I won’t bore you with the rest of the blow-by-blow. Compared to the above, the surgery itself was cake. For one thing, I missed all of it and slept like a baby, thanks to that most wonderful of sedatives, Versed. For another, right before surgery, everyone connected with it asked me how the wire localization went. Thus, I got some immediate revenge by being able to repeat my dark tale of torture, one listener at a time, to the day-surgery nurse, her boss, my surgeon, the OR nurse, the nurse-anesthetist, and the anesthesiologist. It was very satisfying to watch each of their faces go from smiling concern to open-mouthed chagrin. When I awoke after surgery, I felt refreshed.
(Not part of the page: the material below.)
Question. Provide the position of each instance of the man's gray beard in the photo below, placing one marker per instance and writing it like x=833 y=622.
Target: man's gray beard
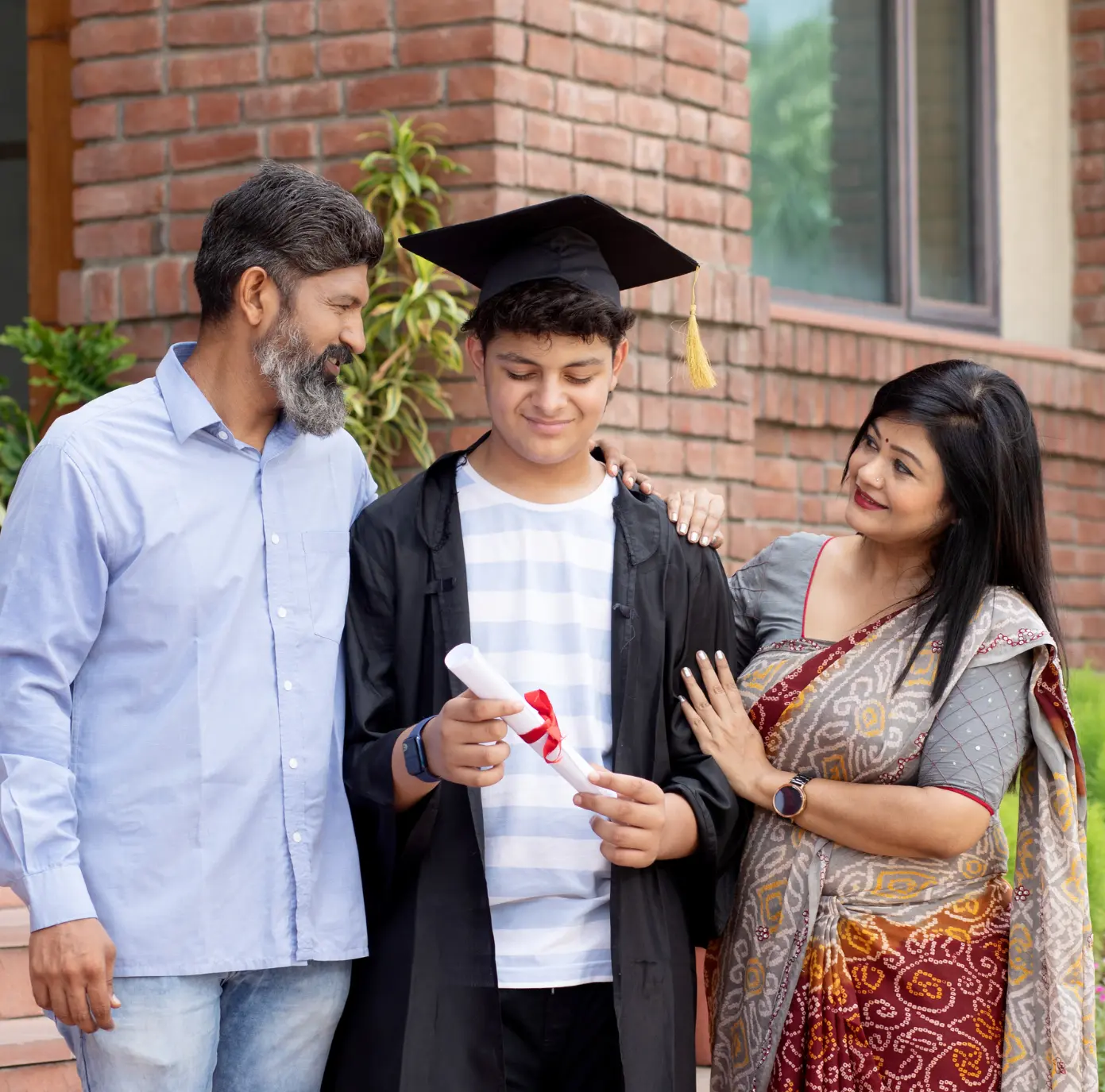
x=311 y=400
…what I would subsequently discover was that I’d not had what, in my opinion, would qualify as a lumpectomy. The post-surgery pathology report gave the dimensions of the excised tissue as 10.5 cm x 5.5 cm x 2.5 cm, or slightly larger than two of those family-sized boxes of Trident chewing gum. The margins were nice and clear, but the surgeon admitted she’d had to go right down to — but not through — the chest wall. I started measuring various household items after this, and discovered that, besides boxes of gum, the tissue she removed came out to be the exact dimensions of two of my cell phones, stacked on top of one another. If you go back to the top of this post and refer to the iPod, which is shown life-sized, and imagine stacking three of them on top of each other, you’ll get the idea. To my way of thinking, this does not constitute a lump. More of a slab, I’d say, at the very least, but they don’t have the term “slab-ectomy” in the ICD-9 Code Book. Much later, I would discover that all partial mastectomies, no matter how extensive, are referred to as lumpectomies. Huh. One might not think it possible, but I can tell you that it is indeed possible to develop an instant, murderous loathing of medical euphemisms. I was glad the surgeon was able to tell me she had gotten it all. But for a B-cup girl, losing that much breast, without being so informed of the possibility beforehand, was nothing less than appalling, and on many levels at once. For months afterward, it seemed like it might not perhaps end up looking as dramatic as my old breast minus two cell phones. Once all the swelling went down and I’d been subjected to the shrinking influence of radiation, I repented my optimism. And I was devastated.
Here’s the thing. My insensitive nurse colleague turned out to be prescient after all. Had I known how much of my breast was going to be removed, I would have considered a mastectomy while I was at it. Had I known how adversely radiation was going to affect my life — and is still affecting my life — I would have wanted to avoid radiation entirely, which a mastectomy would have accomplished. But I was not given the opportunity to make that choice. Or any choice, really, except the main one. I did choose to live, to treat the cancer and survive it. It just would have been nice to choose perhaps a way of surviving it that might have had less impact on how I survived.
And that, girls and boys, is why I became a demon about informed consent.